Determined to know the extent of the damage to this end of the pipe, the crew sent a special downhole sewer television camera into the pipe which told them that 55 feet of the casing needed to be expanded out.

They brought in eight-inch and twelve-inch HammerHead Moles to punch in a reducer to open this section of casing back to its original size. To expand the walls of the crushed pipe, they built up 55 feet of steel reducers with a heavy-wall 14-inch casing at the rear to hold the collets for the HammerHead Mole pneumatic tools. The nose of this fabricated piece resembled that of a 22 caliber bullet.

Potter's experience with HammerHead Moles helped. "I've used the 5 and 3/4 inch mole to do straight bores under roads for 50 foot shots, so I knew they had power," explained Potter. "But this certainly would be an innovative use of the tool."

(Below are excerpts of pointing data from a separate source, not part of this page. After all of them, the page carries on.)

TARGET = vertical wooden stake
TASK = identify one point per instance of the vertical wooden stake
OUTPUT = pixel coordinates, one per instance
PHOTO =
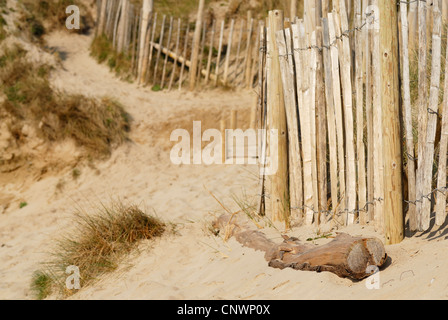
(304, 107)
(247, 59)
(229, 51)
(293, 13)
(289, 89)
(201, 55)
(338, 112)
(440, 208)
(277, 121)
(181, 77)
(360, 148)
(143, 40)
(218, 59)
(159, 52)
(176, 51)
(422, 104)
(390, 101)
(102, 18)
(407, 114)
(210, 53)
(331, 120)
(239, 50)
(196, 43)
(345, 61)
(146, 69)
(224, 140)
(428, 161)
(168, 43)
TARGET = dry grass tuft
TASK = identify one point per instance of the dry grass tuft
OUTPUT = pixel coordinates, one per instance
(96, 245)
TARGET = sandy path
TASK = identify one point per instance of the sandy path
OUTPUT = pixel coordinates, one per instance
(191, 263)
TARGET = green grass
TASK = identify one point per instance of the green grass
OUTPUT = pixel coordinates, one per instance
(41, 284)
(97, 244)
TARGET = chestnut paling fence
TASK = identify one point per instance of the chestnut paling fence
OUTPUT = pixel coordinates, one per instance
(319, 81)
(320, 86)
(164, 50)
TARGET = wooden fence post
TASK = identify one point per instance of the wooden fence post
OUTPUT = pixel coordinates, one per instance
(362, 189)
(289, 89)
(422, 102)
(390, 101)
(428, 159)
(279, 192)
(338, 111)
(196, 43)
(407, 121)
(440, 208)
(229, 51)
(345, 61)
(331, 120)
(102, 18)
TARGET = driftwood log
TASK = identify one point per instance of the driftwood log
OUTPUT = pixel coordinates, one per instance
(345, 256)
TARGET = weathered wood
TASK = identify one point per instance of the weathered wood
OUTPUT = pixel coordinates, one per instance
(345, 65)
(168, 44)
(147, 9)
(135, 44)
(293, 13)
(407, 117)
(338, 112)
(147, 69)
(378, 166)
(331, 120)
(428, 160)
(262, 118)
(321, 125)
(360, 147)
(102, 18)
(310, 97)
(176, 51)
(413, 25)
(279, 192)
(249, 51)
(218, 59)
(201, 54)
(294, 152)
(229, 51)
(345, 256)
(210, 53)
(440, 207)
(445, 11)
(237, 59)
(368, 79)
(182, 69)
(196, 44)
(390, 101)
(122, 26)
(159, 50)
(302, 79)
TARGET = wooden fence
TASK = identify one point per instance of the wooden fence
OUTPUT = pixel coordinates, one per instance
(165, 49)
(321, 83)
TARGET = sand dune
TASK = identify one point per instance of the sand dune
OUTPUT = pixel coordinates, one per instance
(190, 263)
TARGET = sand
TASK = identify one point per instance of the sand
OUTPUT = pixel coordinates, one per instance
(189, 263)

As the crew used the Hammerhead Mole to pound in the reducer, the casing would expand out to its edges. Periodically, they would get a wrecker, attach a chain to pull out reducer, and modify the nose to better fit the asymmetrical crushed casing. To save time and reduce their need for the cumbersome wrecker to pull out the reducer, they decided to weld a piece of 14-inch heavy wall pipe onto the top of the casing and use the HammerHead Mole to ram out the reducer when they needed to. They placed collets in this adapter and rammed the reducer in the opposite direction when they needed to remove it.

Eventually, the casing was opened up and the eight-inch ductile iron sewer pipe was installed. It took a combination of technologies, a lot of hard work, and solid dose of Tennessee tenacity, but the job was finally accomplished.

Potter described the positive feeling the entire crew had when the pipe was opened up. "It was definitely a good feeling when we made it. We could not have done this without the HammerHead Mole. This was the quickest and easiest way. In the future when I run into this clay again, and I know I will, I will have to consider using a combination of technologies from the start. This would include possibly increasing the pipe wall thickness, pulling with the directional rig and ramming the pipe with the pneumatic tool. I'd leave the pipe open and jet wash the casing clean. This project was a tough learning experience, but I know now that if I get in trouble I can always go to one of these pneumatic tools."